Oh yeah. And just check to see if you got it. Yeah, I got it. Okay. So you, so all it needed was that verification. That’s why none of my emails have been going through it. It, it looks like and um, yeah, cuz it was saying it doesn’t exist. So I guess can you send a report back and test and tell Go ahead.

In terms of my web, the bra. I got it. I’m, I got it. Got it. Yeah, we’re good. Yeah. Okay, thanks. Yep. Now we can move on to actually raising money. So it was, I know. Oh my gosh. Thank you guys so much. Yeah, no worries. Thanks Roger as well. You, yes. Thank you, Roger. Cool.

Oh, alright. Th this meeting, uh, pretty, pretty bloated.
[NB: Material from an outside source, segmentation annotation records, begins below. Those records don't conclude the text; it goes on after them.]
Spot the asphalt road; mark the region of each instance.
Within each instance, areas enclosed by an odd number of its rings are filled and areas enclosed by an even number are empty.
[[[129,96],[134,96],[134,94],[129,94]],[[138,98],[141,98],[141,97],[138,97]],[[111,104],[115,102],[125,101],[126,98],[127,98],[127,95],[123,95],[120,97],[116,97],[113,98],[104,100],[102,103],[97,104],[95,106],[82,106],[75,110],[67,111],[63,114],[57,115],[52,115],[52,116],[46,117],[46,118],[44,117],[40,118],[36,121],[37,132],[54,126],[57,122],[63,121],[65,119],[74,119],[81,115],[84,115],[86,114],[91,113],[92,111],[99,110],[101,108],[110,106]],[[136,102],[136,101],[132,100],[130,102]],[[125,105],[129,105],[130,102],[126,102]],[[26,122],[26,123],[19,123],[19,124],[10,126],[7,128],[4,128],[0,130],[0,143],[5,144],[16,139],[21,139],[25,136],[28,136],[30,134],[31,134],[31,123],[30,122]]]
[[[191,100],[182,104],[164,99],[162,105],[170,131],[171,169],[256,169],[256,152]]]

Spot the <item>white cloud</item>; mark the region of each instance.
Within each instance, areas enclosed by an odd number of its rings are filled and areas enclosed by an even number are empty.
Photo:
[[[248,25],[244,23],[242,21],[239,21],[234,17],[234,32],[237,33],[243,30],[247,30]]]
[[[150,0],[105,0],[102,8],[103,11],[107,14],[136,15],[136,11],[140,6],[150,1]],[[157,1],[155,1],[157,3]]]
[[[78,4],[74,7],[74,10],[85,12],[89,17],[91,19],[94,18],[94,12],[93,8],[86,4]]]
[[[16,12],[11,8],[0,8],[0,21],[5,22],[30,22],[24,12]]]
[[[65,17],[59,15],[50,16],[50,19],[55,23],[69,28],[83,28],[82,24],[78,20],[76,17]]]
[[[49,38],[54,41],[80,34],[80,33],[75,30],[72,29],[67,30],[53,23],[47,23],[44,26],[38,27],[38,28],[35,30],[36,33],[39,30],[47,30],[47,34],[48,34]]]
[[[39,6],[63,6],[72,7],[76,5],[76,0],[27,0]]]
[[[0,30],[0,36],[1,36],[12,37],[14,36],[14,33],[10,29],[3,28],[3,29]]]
Uh, so, so we can start to wind down, but, uh, but any, any last questions before we hop off Tanya? Um,

In terms of the brow, in, in terms of, uh, with Google, with the domain, uh, I have to go into that admin to make any changes to the, uh, website. Like I wanna start working on it. Well, what I recall, so then when I, when, when Roger asked, okay, what website you using? You said Google sites. I, I I, what’s that? Hello?

Yep. Uh, yeah, yeah, I, I guess I could answer that. So, um, you have your, uh, you have your, uh, mar marjo capital.com. So you own the domain. You don’t have a host and you don’t have a mailer, right? So when I was looking at D n s, I see you have Google Workspace, but you, I didn’t see like under website, I should see like your website preview, because you don’t have a website host.

You should click build a website and it’ll take you to Google sites or Blue Host or um, IU SiteGround usually. Um, and then also for the email, usually your host will include that. Um, so yeah, and then you can set up your user there as well, a different user like webmaster at Larger Capital or something like that.

Um, so yeah, I guess that that would be the advice. So it, when I go into here, the domains overview, I have to make those things. It would be under Google domains, uh, not Google. That’s, uh, Google. I think that’s Google Profile Admin technically. Yeah. But, but, but just, just to make sure there’s no confusion because, because before we’re talking about, uh, go high level, uh, because go high level, that was the, uh, I dunno if you remember with it.

That was like the original thing with the landing page. It’s like ClickFunnel alternative. So, you know. Yeah, just it is good tip, but just careful. I don’t have to worry about that right now. No. Well, I mean, first we’re just trying to send, send and receive emails to start with, but, you know, later on, I remember there, we were talking about like the email automations, the, the funnels and all this, uh, and then go level has, um, an alternative to Google sites.

I understand it may not be using the right terms, but it has an alternative to the, uh, to the, to the website builder that you may be able to connect together. But, but, but let’s just, let’s not get, uh, shiny Object syndrome. Let’s focus on, uh, on the, uh, you know, just getting the introductions now that they’re working.

So then I’ll get somebody to get those introductions and then away we go and we move on to the next thing. Okay. Thanks so much. Thanks for your help. I appreciate. No problem. Cool. All right everyone. Good call. Uh, this will be recorded. We have a backlog of calls. We’re gonna upload and it’ll be done, uh, asap.